FastAPI generates responses by utilizing Python’s type hinting system, Pydantic models, and the JSON serialization capabilities of the underlying Starlette framework. The response generation process in FastAPI involves the following steps:

• Type Hints and Annotations: When you define a route handler in FastAPI, you can specify the expected response model using Python’s type hinting system.
• JSON Serialization: FastAPI uses Pydantic models and the jsonable_encoder function from the fastapi.encoders module to serialize Python objects (including Pydantic models) into JSON. This serialized JSON data forms the response body.
• Response Model Validation: Before sending the response, FastAPI validates the response data against the specified response model. If the response data does not conform to the model, FastAPI automatically generates an error response with appropriate status code and error details.
• Status Codes and Headers: FastAPI automatically handles setting the appropriate status code (usually 200 OK for successful responses) and headers for the response. It also handles CORS (Cross-Origin Resource Sharing) headers when necessary.
• Dependency Injection and Background Tasks: FastAPI’s dependency injection system can also be used to manage responses. For example, you can create a dependency that handles response headers or background tasks, allowing for further customization of the response generation process.
• Custom Responses: If you need to return a custom response with a specific status code, headers, or other attributes, you can directly return a JSONResponse or a PlainTextResponse from a route handler.
• Automatic Documentation: FastAPI uses the provided response models and type hints to generate interactive API documentation. This documentation includes details about the expected response format, status codes, and example responses.

Internally, FastAPI leverages the response generation capabilities provided by the Starlette framework, on which FastAPI is built. Starlette handles the low-level HTTP handling and response generation, while FastAPI enriches this process by providing high-level abstractions, automatic validation, and Pydantic model integration, making it easier for developers to work with responses in a strongly typed and intuitive manner.

Middleware

In FastAPI, middlewares are implemented and managed using the underlying Starlette framework, which provides a flexible and powerful middleware system. FastAPI builds upon Starlette’s middleware capabilities to allow developers to define custom middleware functions and apply them to specific routes or the entire application. Here is the overview of middlewares in FastAPI and Starlette:

• Starlette Middleware Handling: Starlette handles the execution of middlewares internally. When a request hits the FastAPI application, it passes through all registered middlewares in the order they are defined. Each middleware’s call_next function invokes the subsequent middleware or the route handler. Finally, the response travels back through the middlewares in reverse order before being sent to the client.
• Exception Handling: Middlewares are also involved in exception handling. If an exception is raised during the request handling process (in a middleware or route handler), the middlewares are called in reverse order, allowing for exception handling and customization of error responses.
• Context Passing: Middlewares share the same context and state as the request and response objects. This allows middlewares to modify or inspect the request and response components.
• Background Tasks and Dependencies: Middlewares can execute background tasks and use dependencies. They can declare and use dependencies, just like route handlers, providing flexibility and reusability.

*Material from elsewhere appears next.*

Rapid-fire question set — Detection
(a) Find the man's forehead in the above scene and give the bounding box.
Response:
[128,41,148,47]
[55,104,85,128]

While the internal implementation details of middlewares are handled by the Starlette framework, FastAPI offers a clean and intuitive interface for developers to define, manage, and apply middlewares to their applications, enhancing the application’s functionality and customization capabilities.

FastAPI’s core components make it a reliable framework, providing developers with a robust, efficient, and intuitive solution for building APIs with Python. Its architecture promotes clean and readable code while managing complex tasks such as data validation, serialization, and dependency management under the hood.